Les dictateurs et les ploutocrates en tous genres ont toujours été nombreux, mais ces dernières années, ils semblent avoir gagné en puissance et en présence, au moins médiatique. Ceci tend à poser une fois de plus la question de savoir s’il y a une punition pour les actes criminels de ces dirigeants. On emprisonne, avec raison me semble-t-il, à perpétuité (incompressible) Salah Abdeslam pour sa participation aux attentats du 13 novembre 2015 (dits du Bataclan) qui ont fait 130 morts en région parisienne. Mais les dictateurs qui se rendent responsables ou à tout le moins complices de dizaines ou de centaines de milliers de morts risquent ils une punition similaire ? Peu probable: on voit mal Bachar al-Assad ou Xi Jinping comparaître devant un tribunal, sauf changement radical (le terme est probablement mal choisi dans le contexte politique suisse) de régime gouvernemental dans leurs pays respectifs.

La dichotomie évidente entre la justice appliquée aux simples citoyens que nous sommes et celle appliquée aux dirigeants de tout poil interpelle. « Selon que vous serez puissant ou misérable, les jugements de cour vous rendront blanc ou noir. » écrivait déjà La Fontaine au dix-septième siècle, dans les Animaux malades de la Peste.

La Justice est une institution dont l’invention se perd dans la nuit des temps; en principe, son but était de régler les litiges entre citoyens de manière aussi équitable que possible, et sans les motivations passionnelles que peut inspirer la notion de vengeance ou de haine. Souvent exercée par l’autorité en place (le Roi Salomon dans son palais, ou Saint Louis sous son chêne), on peut légitimement douter de l’impartialité des condamnations prononcées par des potentats souvent juge et partie. La Grèce antique avait fait mieux en instaurant l’Héliée, sorte de tribunal du peuple qui siégeait sur l’agora d’Athènes. La république romaine disposait de structures similaires, mais mieux hiérarchisées. Mais toutes les structures que l’on peut imaginer restent contrôlées par des humains faillibles et corruptibles, avec leur opinions et leur propre notion de ce qui est « juste ». Il n’est que de voir les dérives rétrogrades actuelles de la Cour Suprême des Etats-Unis pour s’en persuader, encore que certains politiciens suisses qualifieraient ces décisions différemment.

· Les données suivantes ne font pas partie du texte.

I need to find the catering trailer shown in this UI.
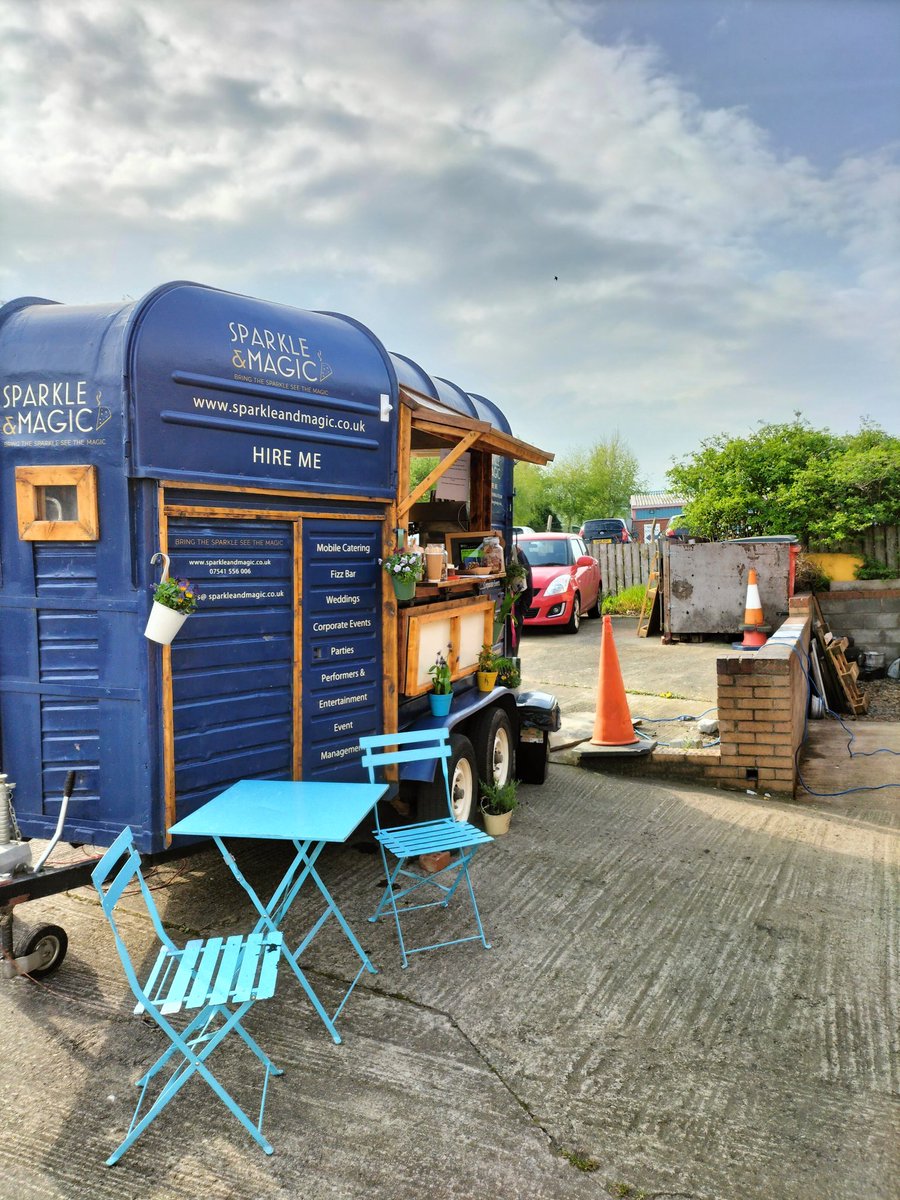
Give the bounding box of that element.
[0,282,559,974]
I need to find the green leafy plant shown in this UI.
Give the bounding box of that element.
[428,650,452,696]
[154,576,197,616]
[380,550,422,583]
[497,658,522,688]
[478,642,498,673]
[481,779,518,817]
[601,583,647,617]
[793,554,832,592]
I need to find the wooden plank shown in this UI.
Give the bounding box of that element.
[637,571,659,637]
[884,526,900,575]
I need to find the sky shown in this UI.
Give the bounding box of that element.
[0,0,900,491]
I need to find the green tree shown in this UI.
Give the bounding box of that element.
[668,413,900,545]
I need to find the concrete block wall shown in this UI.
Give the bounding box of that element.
[817,580,900,666]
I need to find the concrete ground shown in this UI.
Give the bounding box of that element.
[521,617,900,806]
[0,623,900,1200]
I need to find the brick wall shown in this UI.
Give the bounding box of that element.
[595,609,811,796]
[704,613,810,794]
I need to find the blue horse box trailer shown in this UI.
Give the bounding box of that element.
[0,282,558,853]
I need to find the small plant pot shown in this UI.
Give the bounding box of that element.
[144,600,187,646]
[476,671,497,691]
[428,691,454,716]
[391,578,415,600]
[481,812,512,838]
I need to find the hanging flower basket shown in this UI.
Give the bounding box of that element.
[144,550,197,646]
[144,600,187,646]
[392,576,415,600]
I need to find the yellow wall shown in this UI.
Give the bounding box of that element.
[804,554,863,583]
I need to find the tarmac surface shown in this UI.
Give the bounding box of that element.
[0,623,900,1200]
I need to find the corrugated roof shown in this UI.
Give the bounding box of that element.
[629,492,688,509]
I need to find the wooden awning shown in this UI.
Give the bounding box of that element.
[398,385,553,516]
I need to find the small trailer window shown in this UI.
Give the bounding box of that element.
[16,466,100,541]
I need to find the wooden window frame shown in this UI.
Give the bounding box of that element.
[16,464,100,541]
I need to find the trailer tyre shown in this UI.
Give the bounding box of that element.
[418,733,478,821]
[472,707,516,785]
[16,925,68,979]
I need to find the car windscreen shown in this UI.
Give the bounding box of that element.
[518,538,575,566]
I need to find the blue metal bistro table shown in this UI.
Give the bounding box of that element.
[169,779,389,1043]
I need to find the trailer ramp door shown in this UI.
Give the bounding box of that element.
[167,518,294,817]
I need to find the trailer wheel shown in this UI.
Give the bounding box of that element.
[16,925,68,979]
[472,707,516,785]
[418,733,478,821]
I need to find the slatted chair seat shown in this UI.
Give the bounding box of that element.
[134,932,283,1016]
[91,828,283,1166]
[359,730,493,967]
[376,817,493,858]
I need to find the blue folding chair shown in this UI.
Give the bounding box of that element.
[359,730,493,967]
[91,828,283,1166]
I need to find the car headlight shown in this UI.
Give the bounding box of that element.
[544,575,572,596]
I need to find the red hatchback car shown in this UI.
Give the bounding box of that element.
[517,533,602,634]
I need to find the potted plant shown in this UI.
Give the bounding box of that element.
[428,650,454,716]
[493,558,527,641]
[481,779,518,838]
[497,658,522,688]
[144,575,197,646]
[476,642,497,691]
[382,550,422,600]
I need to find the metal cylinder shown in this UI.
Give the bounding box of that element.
[0,775,12,846]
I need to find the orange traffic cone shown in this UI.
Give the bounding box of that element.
[732,566,772,650]
[581,617,656,757]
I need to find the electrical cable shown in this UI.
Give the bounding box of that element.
[788,646,900,799]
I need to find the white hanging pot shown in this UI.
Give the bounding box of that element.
[144,600,187,646]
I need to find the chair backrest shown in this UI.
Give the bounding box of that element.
[359,728,454,828]
[91,826,178,1006]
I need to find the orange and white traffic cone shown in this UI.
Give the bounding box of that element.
[732,566,772,650]
[580,617,656,758]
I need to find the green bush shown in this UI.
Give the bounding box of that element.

Dans le cas de dirigeants politiques, il peut être très compliqué d’amener un dictateur devant un tribunal, aussi impartial soit ce dernier. Si le procès de Nuremberg a pu condamner nombre de hauts dirigeants du IIIème Reich (un procès dirigé par les vainqueurs de la guerre, donc pas vraiment impartial), que Saddam Hussein a été jugé et condamné, et que Ratko Mladic, le boucher des Balkans a pu être jugé par le tribunal pénal international, combien de dictateurs sanguinaires ont évité la justice, soit par leur mort (souvent violente, comme pour Hitler, Kadhafi ou Ceaucescu), soit par leur disparition des radars (par exemple ceux qui ont échappé au procès de Nuremberg à l’époque) ? Et même pour les condamnés de Nuremberg, la peine prononcée (fût-ce la mort) peut-elle être proportionnée à l’enfer vécu par les prisonniers de Bergen-Belsen, d’Auschwitz ou de Dachau ? Et que dire des Staline (peut-être empoisonné ) ou Mao (probablement responsable de plus de morts que la Seconde Guerre Mondiale) et tant d’autres, jamais jugé, et parfois vénérés en dépit de leurs crimes contre l’humanité ?

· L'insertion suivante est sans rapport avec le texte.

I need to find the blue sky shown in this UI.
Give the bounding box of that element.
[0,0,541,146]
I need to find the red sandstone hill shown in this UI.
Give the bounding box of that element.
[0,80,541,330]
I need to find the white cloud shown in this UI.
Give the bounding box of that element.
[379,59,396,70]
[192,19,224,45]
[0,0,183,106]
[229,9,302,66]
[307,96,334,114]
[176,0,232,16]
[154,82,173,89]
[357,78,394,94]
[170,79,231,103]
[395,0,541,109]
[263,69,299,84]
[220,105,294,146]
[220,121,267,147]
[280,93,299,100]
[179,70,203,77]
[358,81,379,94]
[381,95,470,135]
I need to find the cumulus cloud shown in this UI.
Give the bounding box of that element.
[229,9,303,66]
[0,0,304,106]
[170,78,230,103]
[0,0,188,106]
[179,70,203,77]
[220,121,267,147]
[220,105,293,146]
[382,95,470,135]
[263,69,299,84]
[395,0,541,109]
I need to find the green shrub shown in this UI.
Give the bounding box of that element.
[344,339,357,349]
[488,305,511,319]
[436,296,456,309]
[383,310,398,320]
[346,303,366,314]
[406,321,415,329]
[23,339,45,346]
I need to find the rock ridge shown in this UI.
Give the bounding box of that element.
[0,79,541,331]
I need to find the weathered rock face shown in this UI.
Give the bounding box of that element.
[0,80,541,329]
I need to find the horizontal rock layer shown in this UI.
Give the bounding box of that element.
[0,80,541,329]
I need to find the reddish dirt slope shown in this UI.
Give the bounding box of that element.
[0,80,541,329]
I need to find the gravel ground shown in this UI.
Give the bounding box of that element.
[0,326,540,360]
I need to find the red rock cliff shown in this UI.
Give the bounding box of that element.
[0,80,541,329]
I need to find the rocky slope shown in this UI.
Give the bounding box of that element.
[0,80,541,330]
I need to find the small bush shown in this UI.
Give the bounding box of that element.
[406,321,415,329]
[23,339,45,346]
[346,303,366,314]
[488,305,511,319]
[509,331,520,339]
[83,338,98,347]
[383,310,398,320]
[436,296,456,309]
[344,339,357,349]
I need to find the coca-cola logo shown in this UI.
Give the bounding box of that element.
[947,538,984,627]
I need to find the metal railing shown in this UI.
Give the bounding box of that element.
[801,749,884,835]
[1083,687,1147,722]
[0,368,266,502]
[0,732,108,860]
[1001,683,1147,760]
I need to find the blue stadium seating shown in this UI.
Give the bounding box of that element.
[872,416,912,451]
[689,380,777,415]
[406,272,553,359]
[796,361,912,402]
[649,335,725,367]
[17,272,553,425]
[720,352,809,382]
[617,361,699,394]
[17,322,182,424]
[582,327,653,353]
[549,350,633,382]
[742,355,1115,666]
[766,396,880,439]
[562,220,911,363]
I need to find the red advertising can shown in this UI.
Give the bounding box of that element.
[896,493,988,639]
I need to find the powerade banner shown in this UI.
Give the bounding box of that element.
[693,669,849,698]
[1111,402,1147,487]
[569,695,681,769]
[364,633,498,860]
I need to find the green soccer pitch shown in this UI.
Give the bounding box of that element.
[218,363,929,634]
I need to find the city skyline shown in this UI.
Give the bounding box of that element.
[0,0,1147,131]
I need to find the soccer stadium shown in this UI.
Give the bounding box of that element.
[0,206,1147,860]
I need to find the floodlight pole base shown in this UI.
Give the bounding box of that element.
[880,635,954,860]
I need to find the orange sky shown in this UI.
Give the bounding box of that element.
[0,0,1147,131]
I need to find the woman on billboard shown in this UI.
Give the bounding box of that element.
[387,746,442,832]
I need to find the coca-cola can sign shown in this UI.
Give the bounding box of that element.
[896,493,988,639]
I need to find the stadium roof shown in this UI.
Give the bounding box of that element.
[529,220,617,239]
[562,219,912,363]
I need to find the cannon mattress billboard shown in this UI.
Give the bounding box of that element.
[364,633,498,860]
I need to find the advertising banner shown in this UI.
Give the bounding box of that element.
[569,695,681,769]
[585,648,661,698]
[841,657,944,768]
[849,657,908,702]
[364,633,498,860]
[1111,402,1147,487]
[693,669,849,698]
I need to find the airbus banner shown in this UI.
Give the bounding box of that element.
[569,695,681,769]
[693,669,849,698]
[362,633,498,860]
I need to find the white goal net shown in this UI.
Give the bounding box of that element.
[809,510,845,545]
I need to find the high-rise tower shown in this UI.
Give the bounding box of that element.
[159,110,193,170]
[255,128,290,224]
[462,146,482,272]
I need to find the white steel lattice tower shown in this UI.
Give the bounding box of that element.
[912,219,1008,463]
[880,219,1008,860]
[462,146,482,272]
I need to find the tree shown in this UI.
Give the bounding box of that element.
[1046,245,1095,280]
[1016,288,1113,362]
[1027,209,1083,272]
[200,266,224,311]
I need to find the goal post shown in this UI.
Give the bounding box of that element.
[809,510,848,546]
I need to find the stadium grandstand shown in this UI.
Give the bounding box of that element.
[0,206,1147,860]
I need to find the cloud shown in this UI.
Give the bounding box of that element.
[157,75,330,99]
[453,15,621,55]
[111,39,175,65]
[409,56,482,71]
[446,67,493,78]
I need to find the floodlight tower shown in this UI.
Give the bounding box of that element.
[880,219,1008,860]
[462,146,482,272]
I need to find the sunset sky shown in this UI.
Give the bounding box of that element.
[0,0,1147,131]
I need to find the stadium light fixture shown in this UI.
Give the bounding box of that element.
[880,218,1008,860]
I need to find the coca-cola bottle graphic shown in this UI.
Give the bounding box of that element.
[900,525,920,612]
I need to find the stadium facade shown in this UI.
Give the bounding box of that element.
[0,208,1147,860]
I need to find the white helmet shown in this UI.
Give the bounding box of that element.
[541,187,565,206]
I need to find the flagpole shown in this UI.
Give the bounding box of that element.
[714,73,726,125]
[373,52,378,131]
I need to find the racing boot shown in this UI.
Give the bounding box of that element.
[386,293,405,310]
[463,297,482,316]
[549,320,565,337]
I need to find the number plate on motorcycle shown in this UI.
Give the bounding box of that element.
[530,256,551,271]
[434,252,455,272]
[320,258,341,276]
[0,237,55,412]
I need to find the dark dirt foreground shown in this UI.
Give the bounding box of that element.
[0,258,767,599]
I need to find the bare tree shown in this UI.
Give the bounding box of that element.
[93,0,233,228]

Espérer voir Poutine en personne devant un tribunal risque de s’avérer très compliqué… D’autant que de la part du dictateur russe, le pire risque d’être encore à venir, comme il le dit lui-même ! Bon, ceci dit, il est vrai que Poutine dit tellement de mensonges qu’il devient difficile de le prendre au sérieux.

Il y a donc probablement peu de chances que nos grands méchants actuels finissent un jour devant un tribunal et n’aient à répondre de leurs crimes, n’en déplaise à Madame del Ponte. Pas de justice pour les grands criminels; ou en tous cas moins que pour les plus modestes criminels de droit commun que nous connaissons. Les Poutine et autres ont de bonnes chances de finir leurs jours bronzés sur la terrasse de leur datcha. Tant pis pour le justice des hommes…

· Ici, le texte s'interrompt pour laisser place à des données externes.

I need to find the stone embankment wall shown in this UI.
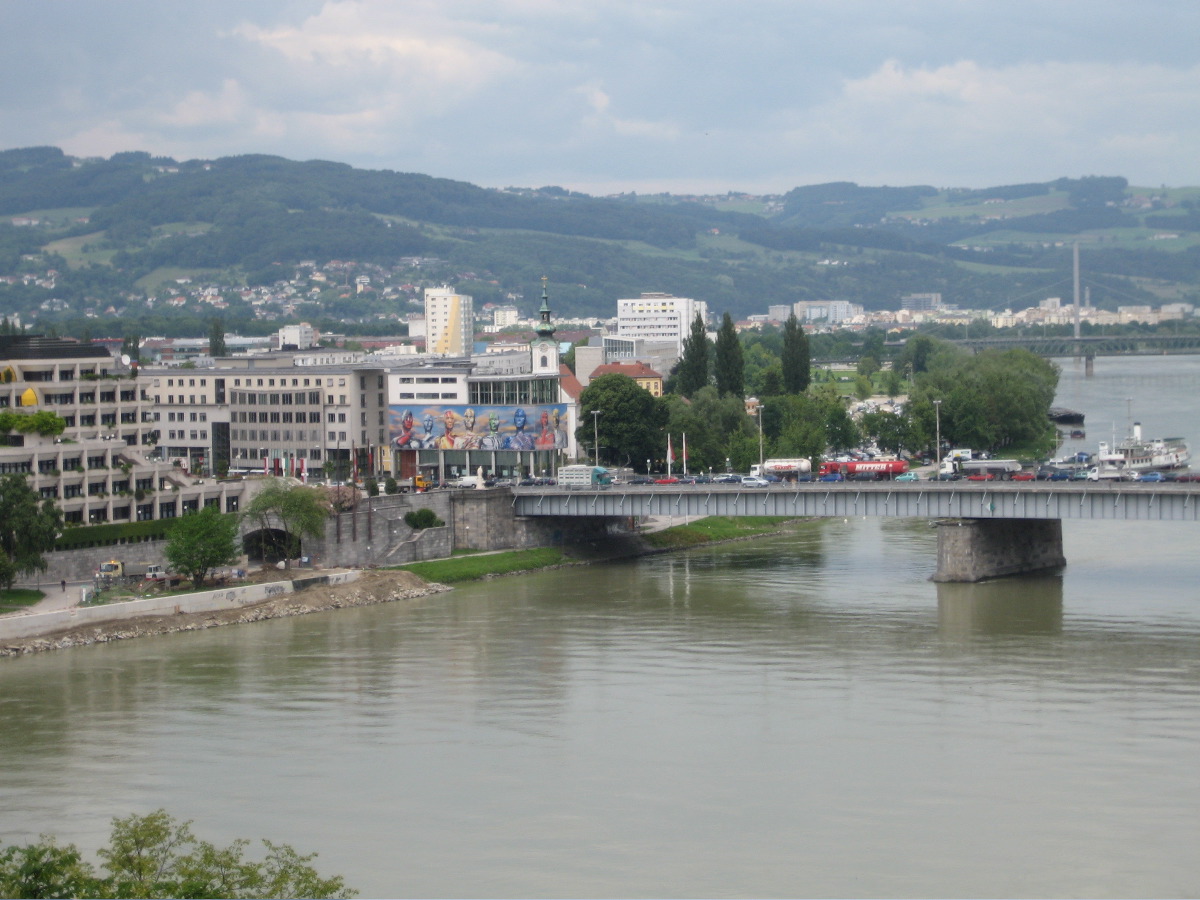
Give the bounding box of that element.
[35,488,629,586]
[304,488,628,568]
[0,571,359,642]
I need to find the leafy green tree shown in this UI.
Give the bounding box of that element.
[162,506,241,587]
[575,374,667,466]
[0,474,62,589]
[404,506,445,532]
[715,313,745,397]
[242,478,330,565]
[0,809,358,898]
[780,312,810,394]
[660,385,757,472]
[674,312,708,397]
[209,319,227,356]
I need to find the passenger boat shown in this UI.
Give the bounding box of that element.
[1096,422,1192,473]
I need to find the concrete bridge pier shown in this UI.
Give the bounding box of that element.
[932,518,1067,582]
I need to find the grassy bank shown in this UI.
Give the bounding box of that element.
[643,516,791,550]
[396,547,565,584]
[0,588,46,610]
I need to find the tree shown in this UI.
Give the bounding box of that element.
[575,374,667,466]
[715,313,745,397]
[0,809,358,898]
[676,312,708,397]
[209,319,226,356]
[162,506,241,588]
[242,478,330,559]
[780,312,810,394]
[0,474,62,589]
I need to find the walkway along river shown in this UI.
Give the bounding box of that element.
[0,359,1200,896]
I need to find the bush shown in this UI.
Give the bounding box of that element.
[404,509,445,532]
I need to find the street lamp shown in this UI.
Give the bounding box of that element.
[934,400,942,478]
[754,403,762,475]
[592,409,604,466]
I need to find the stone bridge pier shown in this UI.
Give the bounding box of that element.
[932,518,1067,582]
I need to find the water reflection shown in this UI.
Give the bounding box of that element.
[937,575,1063,640]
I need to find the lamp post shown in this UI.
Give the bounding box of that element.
[934,400,942,479]
[754,403,762,475]
[592,409,604,466]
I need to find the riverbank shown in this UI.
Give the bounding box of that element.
[0,516,794,656]
[0,569,450,656]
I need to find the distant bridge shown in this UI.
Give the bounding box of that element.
[512,481,1200,581]
[950,335,1200,356]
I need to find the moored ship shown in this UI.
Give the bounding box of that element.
[1096,422,1192,474]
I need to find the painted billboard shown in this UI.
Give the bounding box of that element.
[388,403,569,450]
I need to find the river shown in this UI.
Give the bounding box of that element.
[0,356,1200,896]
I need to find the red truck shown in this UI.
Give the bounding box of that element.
[817,460,908,480]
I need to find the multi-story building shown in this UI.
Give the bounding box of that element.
[617,293,708,354]
[425,284,475,356]
[0,335,242,524]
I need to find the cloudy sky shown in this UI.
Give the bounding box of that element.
[0,0,1200,193]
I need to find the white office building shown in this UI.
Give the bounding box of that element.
[617,293,708,353]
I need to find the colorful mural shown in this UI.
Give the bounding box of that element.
[388,403,569,450]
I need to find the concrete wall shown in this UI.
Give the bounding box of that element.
[932,518,1067,582]
[0,572,359,641]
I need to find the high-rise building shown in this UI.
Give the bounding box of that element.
[617,293,708,352]
[425,284,475,356]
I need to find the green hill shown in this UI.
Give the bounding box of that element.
[0,148,1200,335]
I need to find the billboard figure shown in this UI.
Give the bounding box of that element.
[479,413,504,450]
[504,407,533,450]
[396,409,421,450]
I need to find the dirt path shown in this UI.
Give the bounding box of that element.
[0,570,450,656]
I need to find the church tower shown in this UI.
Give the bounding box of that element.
[529,275,558,376]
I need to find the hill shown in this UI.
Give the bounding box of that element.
[0,148,1200,334]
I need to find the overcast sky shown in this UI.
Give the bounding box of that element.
[0,0,1200,194]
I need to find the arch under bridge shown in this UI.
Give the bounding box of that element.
[512,481,1200,582]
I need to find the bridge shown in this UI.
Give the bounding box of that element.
[950,334,1200,356]
[512,481,1200,581]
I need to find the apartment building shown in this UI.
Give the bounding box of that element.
[0,335,242,524]
[425,284,475,356]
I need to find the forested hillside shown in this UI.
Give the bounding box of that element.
[0,148,1200,334]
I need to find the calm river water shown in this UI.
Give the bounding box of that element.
[0,356,1200,896]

Bien sûr, il y a la Justice de Dieu, dans la mesure où l’on y croit, bien sûr.

Les religions ont de tous temps fondé leur « enseignement » sur l’existence d’un lieu infiniment bienheureux et d’un autre infiniment maléfique (le paradis et l’enfer) ou les bons et les mauvais seront dispatchés à leur décès, selon leurs mérites ou leurs péchés (et selon ce que l’on considère comme mérite ou péché, bien sûr !). Ceci a permis de maintenir une partie significative de la population en quasi esclavage dans l’espoir d’une « existence » meilleure après la mort, sous réserve de bonne conduite, définie par un dogme arbitraire,. De plus, le petit peuple maintenu dans l’ignorance ne se posait pas trop la question de savoir à quoi pouvait bien ressembler une existence éternelle bienheureuse, du moment que c’était « mieux » que ce que l’on leur faisait subir. Les Musulmans avaient bien imaginé un « paradis d’Allah » où l’on promet 72 vierges aux combattants du djihad (au fait, comment une femme peut-elle se proclamer musulmane dans ces conditions ?). Les djihadistes ont exploité ce filon en promettant le paradis d’Allah à ceux qui s’engageaient dans les troupes combattantes de l’Etat Islamique. Soit dit entre parenthèses, l’éternité, ça doit être long, et 72 devient un nombre assez modeste du coup, surtout si on tient compte cyniquement du fait qu’une vierge ne peut « servir » qu’une fois. Ceux qui se sont laissé tenter par cette promesse ne sont pas très malins de s’être laissé ainsi berner, en fait. Tant qu’à jouer dans la muflerie la plus sordide, autant le faire jusqu’au bout !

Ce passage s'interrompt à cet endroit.